I am just getting news about the sanitary pad project. Many of you know that 30% of the girls in Uganda drop out of school when they begin having their period. Sanitary pads cost one dollar and ten cents for 10 pads. The average person makes 1 to 2 dollars a day. Pads cost too much. And the girls either stay home during their period or have accidents with blood leaking through their cloths. And so many just leave school. When our moms in Kampala started to sew, they decided to sew washable sanitary pads for a school with 300 girls. They sewed 1800 pads last fall. Today they handed them out. The delay was due to the long Christmas vacation.
4 of the MOPS moms from Kampala went to hand out pads and to teach the girls how to use them and how to wash them. Unfortunately the school has grown since last year. And the number of girls has grown. So instead of each girl getting 6 pads, they all only got 3. The need is overwhelming. I guess the workshop will need to do some more sewing.
These girls at this school walk miles to reach school and then walk back to their home When they go back home they still have a challenge of walking miles collecting water which is also one of the reason for teenage pregnancy. Girls are getting raped at the well. We want to investigate building water wells near the school.
The schools have no running water so it is the children's responsibility to collect water miles away for the school to cook their porridge.
The need for pads are causing girls to get pregnant at an early age. Some girls sleep with village men for pads. Sometimes girls ask for lifts because of the long distance from home to school. It is a hard life. Many of the moms in Kampala understand this too well.

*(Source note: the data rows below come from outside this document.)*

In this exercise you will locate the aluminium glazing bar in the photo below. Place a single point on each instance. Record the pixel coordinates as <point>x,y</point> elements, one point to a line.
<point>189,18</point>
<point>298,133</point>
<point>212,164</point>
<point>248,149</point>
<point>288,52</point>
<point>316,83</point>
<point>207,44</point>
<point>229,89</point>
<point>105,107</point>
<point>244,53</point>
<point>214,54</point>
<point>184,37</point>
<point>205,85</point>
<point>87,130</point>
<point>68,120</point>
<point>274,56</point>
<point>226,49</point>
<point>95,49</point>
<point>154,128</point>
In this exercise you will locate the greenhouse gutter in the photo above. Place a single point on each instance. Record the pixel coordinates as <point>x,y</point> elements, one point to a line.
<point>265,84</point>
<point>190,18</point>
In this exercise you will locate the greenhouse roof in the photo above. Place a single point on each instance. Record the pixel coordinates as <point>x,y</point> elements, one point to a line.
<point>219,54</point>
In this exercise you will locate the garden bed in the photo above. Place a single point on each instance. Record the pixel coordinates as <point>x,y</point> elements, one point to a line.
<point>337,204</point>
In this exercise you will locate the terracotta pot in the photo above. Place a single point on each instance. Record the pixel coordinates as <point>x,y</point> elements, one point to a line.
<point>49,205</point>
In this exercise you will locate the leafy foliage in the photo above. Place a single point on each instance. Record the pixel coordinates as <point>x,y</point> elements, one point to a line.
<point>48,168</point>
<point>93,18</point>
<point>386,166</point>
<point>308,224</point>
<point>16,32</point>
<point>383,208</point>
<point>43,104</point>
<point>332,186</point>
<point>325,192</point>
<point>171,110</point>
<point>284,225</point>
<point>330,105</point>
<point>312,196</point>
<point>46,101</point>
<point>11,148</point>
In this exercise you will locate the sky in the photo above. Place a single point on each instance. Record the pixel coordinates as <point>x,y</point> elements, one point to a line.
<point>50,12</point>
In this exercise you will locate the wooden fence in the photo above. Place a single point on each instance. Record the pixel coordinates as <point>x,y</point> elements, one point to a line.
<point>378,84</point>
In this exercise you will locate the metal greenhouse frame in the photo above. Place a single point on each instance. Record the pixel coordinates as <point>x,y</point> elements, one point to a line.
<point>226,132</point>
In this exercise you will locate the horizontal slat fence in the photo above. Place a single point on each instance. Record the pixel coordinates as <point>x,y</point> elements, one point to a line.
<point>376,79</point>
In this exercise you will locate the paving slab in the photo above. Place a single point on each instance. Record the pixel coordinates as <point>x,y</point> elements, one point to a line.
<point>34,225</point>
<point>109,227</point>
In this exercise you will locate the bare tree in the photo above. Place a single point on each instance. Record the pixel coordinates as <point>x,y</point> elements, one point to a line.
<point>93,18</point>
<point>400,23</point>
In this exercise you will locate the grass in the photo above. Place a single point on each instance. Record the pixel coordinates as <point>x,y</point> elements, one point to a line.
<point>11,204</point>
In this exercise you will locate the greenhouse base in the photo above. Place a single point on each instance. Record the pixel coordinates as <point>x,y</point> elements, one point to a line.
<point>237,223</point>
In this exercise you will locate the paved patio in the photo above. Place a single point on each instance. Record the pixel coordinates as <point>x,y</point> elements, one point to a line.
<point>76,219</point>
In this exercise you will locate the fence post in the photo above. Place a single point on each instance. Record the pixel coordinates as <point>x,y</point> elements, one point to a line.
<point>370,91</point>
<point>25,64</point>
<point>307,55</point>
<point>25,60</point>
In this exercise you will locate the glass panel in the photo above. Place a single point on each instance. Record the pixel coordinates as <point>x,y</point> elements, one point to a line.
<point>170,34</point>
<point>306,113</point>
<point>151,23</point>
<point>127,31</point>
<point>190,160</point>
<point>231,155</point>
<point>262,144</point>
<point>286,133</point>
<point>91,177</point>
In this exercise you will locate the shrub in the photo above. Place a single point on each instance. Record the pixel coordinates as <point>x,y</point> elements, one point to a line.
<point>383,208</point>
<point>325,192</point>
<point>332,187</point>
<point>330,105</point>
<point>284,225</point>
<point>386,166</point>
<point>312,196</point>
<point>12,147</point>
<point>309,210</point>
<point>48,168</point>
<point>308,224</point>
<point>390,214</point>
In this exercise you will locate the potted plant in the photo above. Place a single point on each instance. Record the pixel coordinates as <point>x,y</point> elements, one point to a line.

Many of these girls live on one meal a day.
The teachers have requested a workshop on how to make pads. Maybe we should donate a few sewing machines to this school as well?
As an NGO Suubi Teen MOPS is required by the government to eventually open at least 6 groups in 6 different districts of Uganda. This is a 10 year goal of our NGO. And one thing Sylvia thinks we should do for this school is provide a school bus to protect these girls. It is nothing we can afford to do now. But it is a dream. And they need prayer.